I am not sure if I am getting bigger and stronger? Or if fall is upon me and I need to put on weight? Or the reality of 12 weeks as a caregiver has me somehow mysteriously not looking fat, but where did I put on the other 20 lbs.? it was 6 months ago, and I was on my way to a goal to get to the weight I played linebacker at. Maybe today, linebackers are just a lot larger? At least that is what I will tell myself to rationalize that all the food people brought over in the act of kindness, a lot of it sugar, somehow went into my body as stress eating?
what is different this time is that the weight has been mis apportioned, and I have to simply eat less and continue on my path to rebuild and lose the extra weight.

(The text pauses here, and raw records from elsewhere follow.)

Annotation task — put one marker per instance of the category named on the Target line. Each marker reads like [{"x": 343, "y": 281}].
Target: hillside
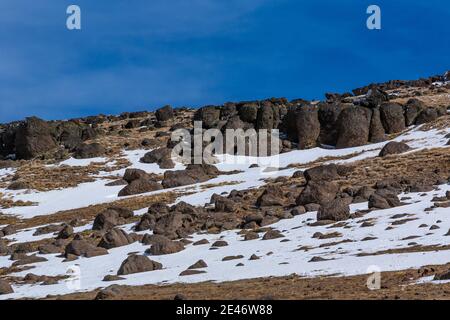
[{"x": 98, "y": 207}]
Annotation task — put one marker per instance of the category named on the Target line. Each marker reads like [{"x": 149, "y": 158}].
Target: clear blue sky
[{"x": 141, "y": 54}]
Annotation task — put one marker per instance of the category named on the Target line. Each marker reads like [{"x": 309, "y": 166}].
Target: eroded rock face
[
  {"x": 115, "y": 238},
  {"x": 413, "y": 108},
  {"x": 164, "y": 246},
  {"x": 137, "y": 264},
  {"x": 318, "y": 192},
  {"x": 5, "y": 287},
  {"x": 394, "y": 147},
  {"x": 383, "y": 199},
  {"x": 141, "y": 185},
  {"x": 308, "y": 126},
  {"x": 86, "y": 151},
  {"x": 392, "y": 117},
  {"x": 84, "y": 249},
  {"x": 353, "y": 127},
  {"x": 324, "y": 172},
  {"x": 110, "y": 218},
  {"x": 194, "y": 173},
  {"x": 336, "y": 210},
  {"x": 164, "y": 113},
  {"x": 33, "y": 138},
  {"x": 161, "y": 156}
]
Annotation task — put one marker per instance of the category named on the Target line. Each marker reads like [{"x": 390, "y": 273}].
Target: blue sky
[{"x": 139, "y": 54}]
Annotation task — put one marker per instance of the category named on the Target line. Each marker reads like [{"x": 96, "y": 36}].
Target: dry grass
[{"x": 394, "y": 285}]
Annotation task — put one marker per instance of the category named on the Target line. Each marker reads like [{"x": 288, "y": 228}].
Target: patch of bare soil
[{"x": 394, "y": 285}]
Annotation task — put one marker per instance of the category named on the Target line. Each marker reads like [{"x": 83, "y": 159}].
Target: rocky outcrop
[
  {"x": 115, "y": 238},
  {"x": 86, "y": 151},
  {"x": 394, "y": 147},
  {"x": 392, "y": 117},
  {"x": 137, "y": 264},
  {"x": 353, "y": 127},
  {"x": 164, "y": 113},
  {"x": 140, "y": 186},
  {"x": 33, "y": 138},
  {"x": 194, "y": 173},
  {"x": 335, "y": 210}
]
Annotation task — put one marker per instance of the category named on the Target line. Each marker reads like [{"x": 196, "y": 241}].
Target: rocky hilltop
[
  {"x": 369, "y": 115},
  {"x": 362, "y": 180}
]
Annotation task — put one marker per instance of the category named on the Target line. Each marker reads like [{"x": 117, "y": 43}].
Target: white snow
[{"x": 299, "y": 233}]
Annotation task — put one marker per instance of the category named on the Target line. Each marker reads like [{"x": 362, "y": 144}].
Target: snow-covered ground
[
  {"x": 96, "y": 192},
  {"x": 278, "y": 257}
]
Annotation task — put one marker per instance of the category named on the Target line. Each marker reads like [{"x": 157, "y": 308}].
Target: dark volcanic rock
[
  {"x": 115, "y": 238},
  {"x": 134, "y": 174},
  {"x": 308, "y": 126},
  {"x": 165, "y": 246},
  {"x": 383, "y": 199},
  {"x": 327, "y": 172},
  {"x": 164, "y": 113},
  {"x": 427, "y": 115},
  {"x": 353, "y": 127},
  {"x": 194, "y": 173},
  {"x": 5, "y": 287},
  {"x": 139, "y": 186},
  {"x": 394, "y": 147},
  {"x": 161, "y": 156},
  {"x": 392, "y": 117},
  {"x": 83, "y": 248},
  {"x": 377, "y": 132},
  {"x": 136, "y": 264},
  {"x": 335, "y": 210},
  {"x": 86, "y": 151},
  {"x": 319, "y": 192},
  {"x": 412, "y": 110},
  {"x": 33, "y": 138},
  {"x": 272, "y": 196}
]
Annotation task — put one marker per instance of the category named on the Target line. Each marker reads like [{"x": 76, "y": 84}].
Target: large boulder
[
  {"x": 376, "y": 132},
  {"x": 161, "y": 156},
  {"x": 413, "y": 108},
  {"x": 111, "y": 217},
  {"x": 33, "y": 137},
  {"x": 324, "y": 172},
  {"x": 69, "y": 134},
  {"x": 272, "y": 196},
  {"x": 164, "y": 113},
  {"x": 115, "y": 238},
  {"x": 328, "y": 116},
  {"x": 136, "y": 264},
  {"x": 319, "y": 192},
  {"x": 86, "y": 151},
  {"x": 194, "y": 173},
  {"x": 374, "y": 97},
  {"x": 267, "y": 117},
  {"x": 5, "y": 287},
  {"x": 139, "y": 186},
  {"x": 134, "y": 174},
  {"x": 84, "y": 249},
  {"x": 249, "y": 112},
  {"x": 165, "y": 246},
  {"x": 394, "y": 147},
  {"x": 209, "y": 116},
  {"x": 335, "y": 210},
  {"x": 353, "y": 127},
  {"x": 392, "y": 117},
  {"x": 308, "y": 126},
  {"x": 427, "y": 115},
  {"x": 383, "y": 199}
]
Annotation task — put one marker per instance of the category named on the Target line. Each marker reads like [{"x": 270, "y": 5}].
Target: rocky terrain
[{"x": 97, "y": 208}]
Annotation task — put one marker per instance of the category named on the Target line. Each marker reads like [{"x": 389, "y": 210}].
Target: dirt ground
[{"x": 394, "y": 286}]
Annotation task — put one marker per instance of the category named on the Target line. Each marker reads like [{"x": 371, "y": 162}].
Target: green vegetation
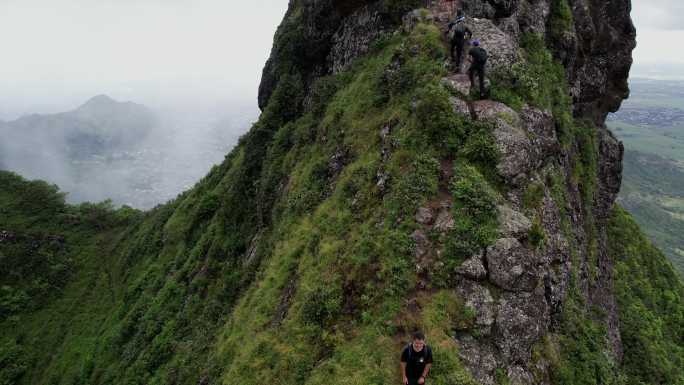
[
  {"x": 652, "y": 188},
  {"x": 273, "y": 268},
  {"x": 650, "y": 297},
  {"x": 291, "y": 262}
]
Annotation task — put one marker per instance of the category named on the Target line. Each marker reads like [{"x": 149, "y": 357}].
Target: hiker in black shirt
[
  {"x": 479, "y": 56},
  {"x": 458, "y": 31},
  {"x": 416, "y": 361}
]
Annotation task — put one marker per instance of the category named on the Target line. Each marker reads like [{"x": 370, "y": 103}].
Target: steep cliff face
[
  {"x": 376, "y": 195},
  {"x": 573, "y": 170}
]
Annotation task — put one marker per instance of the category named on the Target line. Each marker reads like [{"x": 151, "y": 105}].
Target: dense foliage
[{"x": 292, "y": 261}]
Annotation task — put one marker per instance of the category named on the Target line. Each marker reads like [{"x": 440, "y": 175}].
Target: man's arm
[{"x": 426, "y": 371}]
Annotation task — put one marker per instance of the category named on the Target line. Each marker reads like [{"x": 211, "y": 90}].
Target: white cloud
[{"x": 73, "y": 49}]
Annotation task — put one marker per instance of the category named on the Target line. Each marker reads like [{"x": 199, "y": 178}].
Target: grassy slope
[{"x": 179, "y": 296}]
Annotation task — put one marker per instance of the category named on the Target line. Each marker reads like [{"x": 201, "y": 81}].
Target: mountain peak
[{"x": 99, "y": 100}]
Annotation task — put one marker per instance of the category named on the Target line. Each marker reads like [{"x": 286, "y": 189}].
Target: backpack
[
  {"x": 479, "y": 55},
  {"x": 410, "y": 348},
  {"x": 458, "y": 30}
]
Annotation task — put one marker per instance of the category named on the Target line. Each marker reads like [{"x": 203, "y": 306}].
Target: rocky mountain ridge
[{"x": 377, "y": 195}]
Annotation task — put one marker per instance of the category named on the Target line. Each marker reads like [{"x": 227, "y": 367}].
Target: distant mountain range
[
  {"x": 98, "y": 127},
  {"x": 651, "y": 125},
  {"x": 121, "y": 151}
]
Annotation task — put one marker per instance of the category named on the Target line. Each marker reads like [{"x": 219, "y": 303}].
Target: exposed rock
[
  {"x": 444, "y": 221},
  {"x": 459, "y": 83},
  {"x": 611, "y": 152},
  {"x": 473, "y": 268},
  {"x": 513, "y": 223},
  {"x": 251, "y": 254},
  {"x": 459, "y": 106},
  {"x": 480, "y": 358},
  {"x": 422, "y": 243},
  {"x": 501, "y": 47},
  {"x": 424, "y": 216},
  {"x": 478, "y": 298},
  {"x": 517, "y": 375},
  {"x": 512, "y": 266},
  {"x": 522, "y": 319},
  {"x": 355, "y": 36}
]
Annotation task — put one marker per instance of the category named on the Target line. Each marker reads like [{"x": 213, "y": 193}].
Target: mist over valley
[{"x": 121, "y": 151}]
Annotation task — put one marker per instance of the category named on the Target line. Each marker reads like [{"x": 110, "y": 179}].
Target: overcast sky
[{"x": 57, "y": 53}]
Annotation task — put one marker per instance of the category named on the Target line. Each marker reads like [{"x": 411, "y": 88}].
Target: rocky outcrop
[{"x": 516, "y": 287}]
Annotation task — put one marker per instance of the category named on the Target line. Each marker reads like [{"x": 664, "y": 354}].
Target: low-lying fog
[{"x": 125, "y": 152}]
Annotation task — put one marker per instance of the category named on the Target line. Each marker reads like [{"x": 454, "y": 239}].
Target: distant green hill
[
  {"x": 382, "y": 198},
  {"x": 651, "y": 124}
]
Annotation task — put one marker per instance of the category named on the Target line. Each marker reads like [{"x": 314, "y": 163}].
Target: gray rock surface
[
  {"x": 473, "y": 268},
  {"x": 512, "y": 266},
  {"x": 513, "y": 223}
]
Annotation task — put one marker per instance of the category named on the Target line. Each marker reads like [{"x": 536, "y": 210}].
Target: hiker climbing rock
[
  {"x": 416, "y": 361},
  {"x": 477, "y": 67},
  {"x": 457, "y": 34}
]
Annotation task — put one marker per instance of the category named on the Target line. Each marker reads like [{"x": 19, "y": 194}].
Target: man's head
[{"x": 418, "y": 341}]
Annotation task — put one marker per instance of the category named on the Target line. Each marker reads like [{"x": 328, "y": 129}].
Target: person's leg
[
  {"x": 451, "y": 51},
  {"x": 483, "y": 93},
  {"x": 459, "y": 55}
]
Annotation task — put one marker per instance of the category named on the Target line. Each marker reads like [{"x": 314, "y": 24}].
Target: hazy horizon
[{"x": 192, "y": 55}]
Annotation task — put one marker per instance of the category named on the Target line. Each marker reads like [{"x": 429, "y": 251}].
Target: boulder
[
  {"x": 521, "y": 320},
  {"x": 512, "y": 266},
  {"x": 478, "y": 298},
  {"x": 424, "y": 216},
  {"x": 473, "y": 268},
  {"x": 513, "y": 223}
]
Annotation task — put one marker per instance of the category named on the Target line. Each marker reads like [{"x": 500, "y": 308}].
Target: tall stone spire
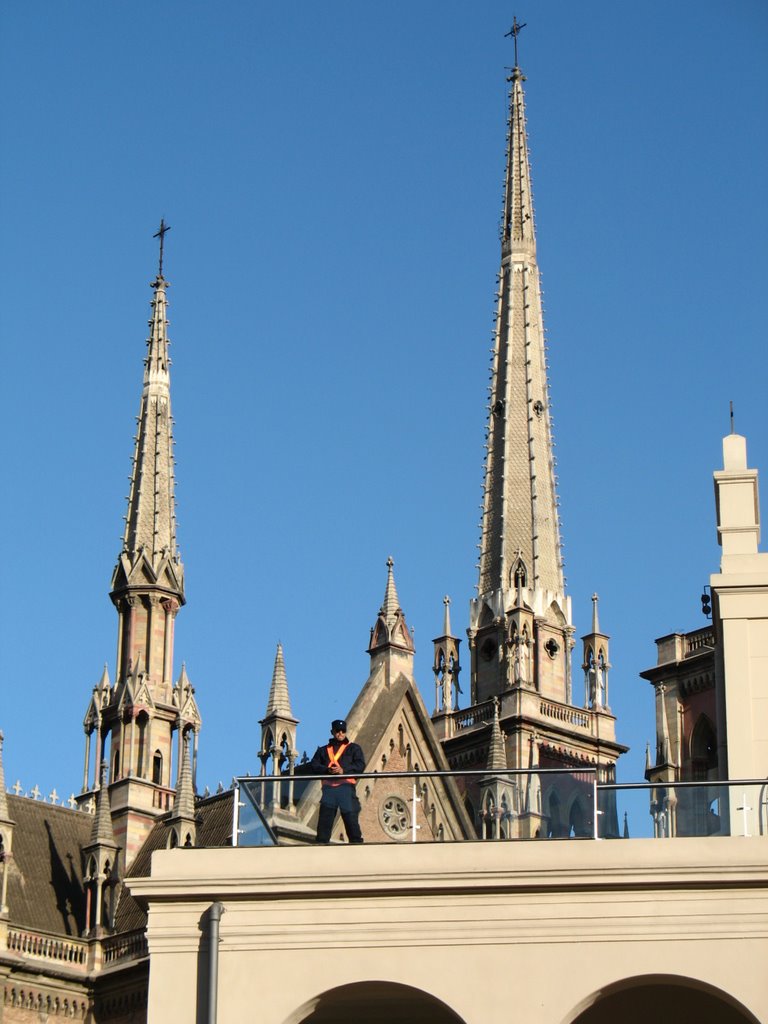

people ask me why? "I simply feel better."
There is a reason in a nutshell. I simply feel better. My joints move, I have energy, and my heart and lungs appreciate the effort. I would love to say I exercise to look good, but most linebacker bodies are more like a frog with massive muscles. There isn't anything pretty about them.
What is knocking me for a loop is how tired I was, and am from dad's journey. I finally have put together a few nights of sleep, and I have to confess, it is helping to kickstart the mind into thinking and work-in how it should. With the weather so icky here – cold – damp – rainy, one could easily succumb to depression. The "(insert city name) depression gray" color chit is what I came up to describe what the town is like. Usually, it is in the top 5 for the most depressing and least amount of sunlight each year on the national scale.
But what about exercise and diet. In the past 12 weeks, a few things have gotten a bit out of kilter. I have to reel them in and get back on track. It is that simple. So here is to get on that page.
now I go look at some space and take a coffee and wonder, "what can we do with this?
Go figure, I was astounded with getting on the scale yesterday and seeing the weight. My confusion is that my pants fit fine. Therefore, did I somehow add a bunch of muscle? Or did the body move to new places? I don't really know. I even kept my speed the same. Perhaps the scale is broken?